Random things I’ve noticed…

1. The shampoo smells like “Skin So Soft.” After days of shampooing and saying to myself, “I know this smell,” it finally dawned on me.

2. Everyone serves milkshakes. It’s a thing here, a big thing. And I don’t hate it.

3. There aren’t may stray animals. We’ve stayed in a little country town and a big city and I really haven’t seen any at all. I’m sure they are out there in some places, but I thought there would be more.

4. If someone stuck you on a plane blindfolded, and dropped you off in South Africa, you might think you were in Europe. There are German people everywhere. I’m not entirely sure why. The official language here is Afrikaans, which I very closed mindedly pictured in my head to be a language sounding “tribal” with grunts and clicks – or something similiar sounding to the beginning of the lion king. Instead, it sounds very dutch/german/european.

5. The beaches look so tropical, like something in the Caribbean, but the water is ice cold. They told us that this is because in the summer, the ice bergs melt a bit so that freezing cold water makes it’s way over to the beach.
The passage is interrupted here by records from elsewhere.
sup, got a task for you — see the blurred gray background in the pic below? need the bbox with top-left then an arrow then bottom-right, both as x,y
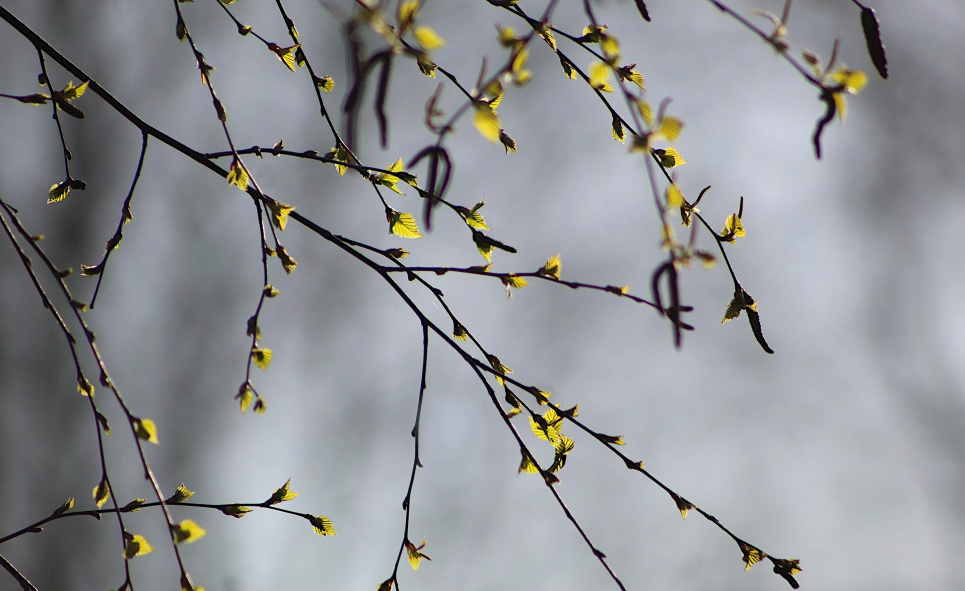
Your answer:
1,1 -> 962,590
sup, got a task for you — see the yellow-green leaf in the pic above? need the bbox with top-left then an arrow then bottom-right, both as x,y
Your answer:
48,181 -> 70,204
226,158 -> 249,192
399,0 -> 420,28
414,26 -> 445,51
588,61 -> 610,91
473,104 -> 501,143
452,323 -> 468,340
518,452 -> 539,474
123,534 -> 153,559
267,478 -> 299,505
252,347 -> 272,371
328,146 -> 350,175
721,213 -> 745,241
657,116 -> 684,141
722,294 -> 743,324
316,75 -> 335,92
168,483 -> 195,504
77,375 -> 94,397
405,538 -> 430,571
666,184 -> 684,209
276,245 -> 297,274
503,275 -> 528,288
220,505 -> 253,518
738,541 -> 766,571
268,201 -> 295,231
52,497 -> 75,516
270,43 -> 301,72
173,519 -> 207,544
310,515 -> 336,536
388,211 -> 423,238
134,417 -> 159,444
93,478 -> 110,508
670,491 -> 694,520
537,254 -> 561,279
655,147 -> 687,168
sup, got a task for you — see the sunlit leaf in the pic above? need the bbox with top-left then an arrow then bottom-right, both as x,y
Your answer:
414,26 -> 444,50
123,534 -> 153,559
720,213 -> 745,242
276,245 -> 297,274
388,210 -> 423,238
309,515 -> 336,535
738,541 -> 766,571
503,274 -> 528,288
173,519 -> 207,544
167,483 -> 195,504
77,375 -> 94,397
657,116 -> 683,141
669,491 -> 694,520
666,184 -> 684,209
473,104 -> 501,143
220,505 -> 253,518
269,43 -> 301,72
134,417 -> 159,444
654,147 -> 687,168
251,347 -> 272,370
267,478 -> 299,505
588,62 -> 611,92
405,538 -> 430,571
268,201 -> 295,231
48,180 -> 70,204
226,158 -> 249,192
93,478 -> 110,508
452,324 -> 468,341
518,451 -> 539,474
537,254 -> 561,279
52,497 -> 75,517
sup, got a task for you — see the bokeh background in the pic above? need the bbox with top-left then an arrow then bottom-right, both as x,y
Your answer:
1,1 -> 962,590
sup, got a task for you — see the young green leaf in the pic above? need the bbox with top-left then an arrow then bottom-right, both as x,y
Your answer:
414,27 -> 445,50
537,254 -> 561,279
473,104 -> 501,143
251,347 -> 272,371
167,483 -> 195,504
266,478 -> 299,505
387,210 -> 423,238
738,541 -> 766,571
226,157 -> 249,192
173,519 -> 207,544
51,497 -> 75,517
268,201 -> 295,231
133,417 -> 159,444
220,505 -> 253,518
123,534 -> 154,559
309,515 -> 336,536
405,538 -> 431,570
93,477 -> 110,508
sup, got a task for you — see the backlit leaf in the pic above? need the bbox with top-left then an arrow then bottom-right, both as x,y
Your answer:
134,417 -> 159,444
388,211 -> 423,238
654,147 -> 687,168
738,541 -> 766,571
666,184 -> 684,209
168,483 -> 195,504
268,201 -> 295,231
173,519 -> 207,544
537,254 -> 561,279
473,104 -> 501,143
669,491 -> 694,519
220,505 -> 253,518
310,515 -> 336,536
276,245 -> 297,274
93,478 -> 110,508
226,158 -> 249,192
123,534 -> 153,559
267,478 -> 299,505
252,347 -> 272,371
414,27 -> 444,51
52,497 -> 75,516
503,274 -> 528,288
48,181 -> 70,204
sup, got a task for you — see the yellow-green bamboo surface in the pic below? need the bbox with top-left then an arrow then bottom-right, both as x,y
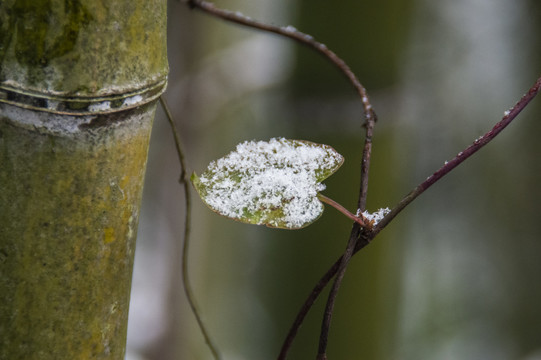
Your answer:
0,0 -> 167,358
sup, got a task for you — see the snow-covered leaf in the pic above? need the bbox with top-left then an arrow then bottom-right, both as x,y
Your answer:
191,137 -> 344,229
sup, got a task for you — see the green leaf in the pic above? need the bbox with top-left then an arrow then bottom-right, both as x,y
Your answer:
191,137 -> 344,229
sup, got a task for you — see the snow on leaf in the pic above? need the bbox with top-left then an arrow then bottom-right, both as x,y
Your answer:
191,138 -> 344,229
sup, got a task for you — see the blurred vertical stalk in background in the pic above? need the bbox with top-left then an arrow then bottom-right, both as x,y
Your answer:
0,1 -> 167,359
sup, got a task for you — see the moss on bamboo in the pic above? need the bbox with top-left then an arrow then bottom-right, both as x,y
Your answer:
0,0 -> 168,96
0,103 -> 156,359
0,0 -> 167,357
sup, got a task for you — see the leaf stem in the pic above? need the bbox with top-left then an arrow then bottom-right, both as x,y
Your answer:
317,194 -> 369,228
160,96 -> 222,360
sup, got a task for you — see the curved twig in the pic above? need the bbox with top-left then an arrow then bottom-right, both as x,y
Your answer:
160,96 -> 222,360
372,75 -> 541,237
186,0 -> 375,124
184,3 -> 378,358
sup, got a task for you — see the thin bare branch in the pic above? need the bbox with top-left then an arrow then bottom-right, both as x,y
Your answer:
277,254 -> 342,360
317,228 -> 358,359
186,0 -> 375,126
316,193 -> 373,359
277,224 -> 369,360
160,97 -> 187,182
358,113 -> 375,212
160,96 -> 222,360
371,75 -> 541,237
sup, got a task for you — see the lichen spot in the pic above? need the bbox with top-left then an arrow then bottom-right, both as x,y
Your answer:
103,227 -> 115,244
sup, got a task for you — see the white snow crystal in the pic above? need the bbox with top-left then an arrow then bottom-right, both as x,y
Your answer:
283,25 -> 298,33
88,101 -> 111,112
123,95 -> 143,107
360,207 -> 390,226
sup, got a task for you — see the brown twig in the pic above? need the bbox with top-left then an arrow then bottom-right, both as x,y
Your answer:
185,0 -> 376,127
358,109 -> 376,212
160,97 -> 222,360
277,253 -> 343,360
315,201 -> 370,359
317,227 -> 360,360
184,1 -> 379,358
371,74 -> 541,237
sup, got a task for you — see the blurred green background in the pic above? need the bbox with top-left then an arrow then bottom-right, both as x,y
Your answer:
127,0 -> 541,359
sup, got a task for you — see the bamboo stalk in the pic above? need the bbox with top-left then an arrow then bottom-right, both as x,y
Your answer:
0,1 -> 168,358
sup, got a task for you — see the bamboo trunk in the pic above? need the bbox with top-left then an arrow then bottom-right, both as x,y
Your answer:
0,1 -> 168,358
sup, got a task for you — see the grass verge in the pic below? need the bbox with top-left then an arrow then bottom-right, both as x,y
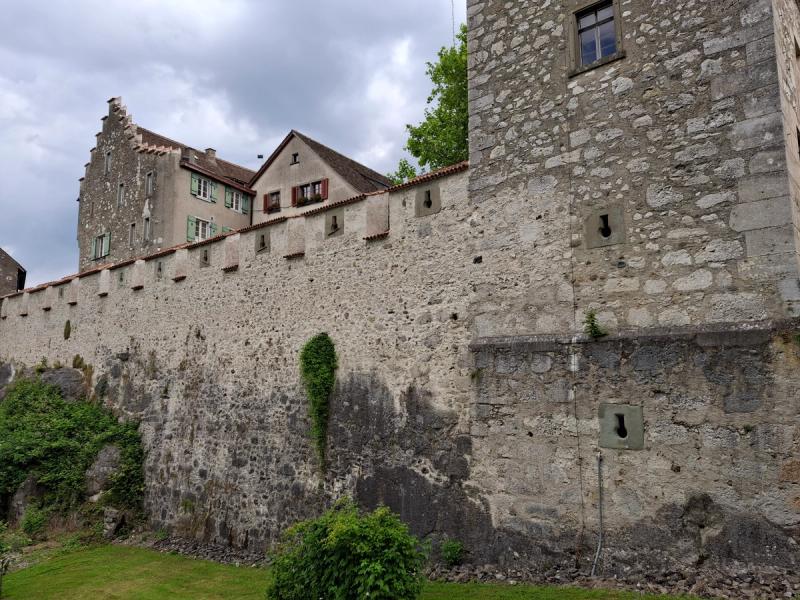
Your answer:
3,544 -> 696,600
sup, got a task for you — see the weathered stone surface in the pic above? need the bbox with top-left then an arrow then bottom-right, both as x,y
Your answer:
85,445 -> 121,496
9,475 -> 44,526
38,368 -> 88,402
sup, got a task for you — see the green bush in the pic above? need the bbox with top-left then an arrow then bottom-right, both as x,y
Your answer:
299,333 -> 338,467
440,538 -> 465,567
267,499 -> 425,600
20,507 -> 48,538
0,379 -> 145,515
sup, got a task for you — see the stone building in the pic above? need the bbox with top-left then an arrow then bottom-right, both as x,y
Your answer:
0,248 -> 25,296
77,98 -> 257,273
250,130 -> 391,224
468,0 -> 800,332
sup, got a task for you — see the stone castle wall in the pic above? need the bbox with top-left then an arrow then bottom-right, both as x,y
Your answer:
2,165 -> 799,572
1,0 -> 800,578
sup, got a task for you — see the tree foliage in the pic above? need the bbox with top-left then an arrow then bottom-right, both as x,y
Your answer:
299,333 -> 338,468
391,24 -> 468,182
267,499 -> 426,600
0,379 -> 144,514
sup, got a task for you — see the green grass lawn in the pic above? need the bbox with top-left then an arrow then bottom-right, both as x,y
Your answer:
2,545 -> 693,600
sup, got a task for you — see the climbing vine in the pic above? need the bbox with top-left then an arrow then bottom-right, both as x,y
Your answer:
299,333 -> 338,468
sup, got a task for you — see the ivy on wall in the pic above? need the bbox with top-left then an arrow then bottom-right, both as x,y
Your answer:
299,333 -> 338,468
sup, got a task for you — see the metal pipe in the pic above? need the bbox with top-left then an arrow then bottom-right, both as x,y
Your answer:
591,451 -> 604,577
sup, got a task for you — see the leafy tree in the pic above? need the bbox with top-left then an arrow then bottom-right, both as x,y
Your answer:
391,24 -> 468,183
387,159 -> 419,186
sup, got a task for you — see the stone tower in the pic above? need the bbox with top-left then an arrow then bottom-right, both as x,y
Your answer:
468,0 -> 800,333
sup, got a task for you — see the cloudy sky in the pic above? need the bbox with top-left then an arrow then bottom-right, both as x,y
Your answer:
0,0 -> 466,286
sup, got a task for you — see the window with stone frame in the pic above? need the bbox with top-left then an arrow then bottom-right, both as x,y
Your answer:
146,171 -> 155,196
104,151 -> 112,175
117,183 -> 125,206
576,1 -> 617,67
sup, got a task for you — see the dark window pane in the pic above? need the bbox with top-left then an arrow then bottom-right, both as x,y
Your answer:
598,20 -> 617,57
581,30 -> 598,65
578,12 -> 596,29
597,5 -> 614,21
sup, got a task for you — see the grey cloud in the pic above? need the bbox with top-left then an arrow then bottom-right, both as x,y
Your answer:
0,0 -> 466,286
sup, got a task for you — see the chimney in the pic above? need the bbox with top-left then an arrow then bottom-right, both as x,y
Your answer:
182,147 -> 195,164
205,148 -> 217,163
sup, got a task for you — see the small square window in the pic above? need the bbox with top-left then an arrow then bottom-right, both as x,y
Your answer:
291,153 -> 299,165
576,1 -> 618,67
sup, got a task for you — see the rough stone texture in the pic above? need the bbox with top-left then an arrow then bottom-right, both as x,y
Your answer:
85,445 -> 121,497
8,476 -> 44,527
470,324 -> 800,573
0,248 -> 25,297
38,368 -> 89,403
467,0 -> 800,330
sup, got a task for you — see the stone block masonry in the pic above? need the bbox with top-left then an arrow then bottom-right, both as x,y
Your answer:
1,166 -> 799,575
467,0 -> 800,330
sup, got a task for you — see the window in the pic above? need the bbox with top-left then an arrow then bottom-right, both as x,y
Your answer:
195,218 -> 211,241
93,233 -> 110,259
329,215 -> 339,234
291,153 -> 299,165
146,171 -> 155,196
104,151 -> 112,174
230,190 -> 242,212
117,183 -> 125,206
144,217 -> 151,242
197,178 -> 210,200
129,223 -> 136,247
299,184 -> 312,199
577,1 -> 617,67
266,191 -> 281,213
311,181 -> 322,197
293,179 -> 329,207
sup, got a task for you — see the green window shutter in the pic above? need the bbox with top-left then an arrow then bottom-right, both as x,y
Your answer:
222,226 -> 232,233
102,233 -> 111,257
210,182 -> 218,203
210,223 -> 218,237
91,237 -> 96,259
187,216 -> 196,242
224,187 -> 232,208
242,196 -> 250,215
190,173 -> 199,196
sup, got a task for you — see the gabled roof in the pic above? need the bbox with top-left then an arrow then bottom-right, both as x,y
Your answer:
137,127 -> 256,188
249,130 -> 392,193
0,248 -> 25,273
In the winter, the ice bergs stay frozen so the water near the beaches actually has a chane to warm up.

Beaches via helicopter ride

Beaches via helicopter ride

6. The sun is HOT – but it doesn’t burn too bad. I’ve really only had one sunburn since i’ve been here and it was on my shins. I’ve spent tons of time outside, and while I’ve been careful to use sunscreen, I feel an equal amount of time outside at home would have resulted in many more sunburns.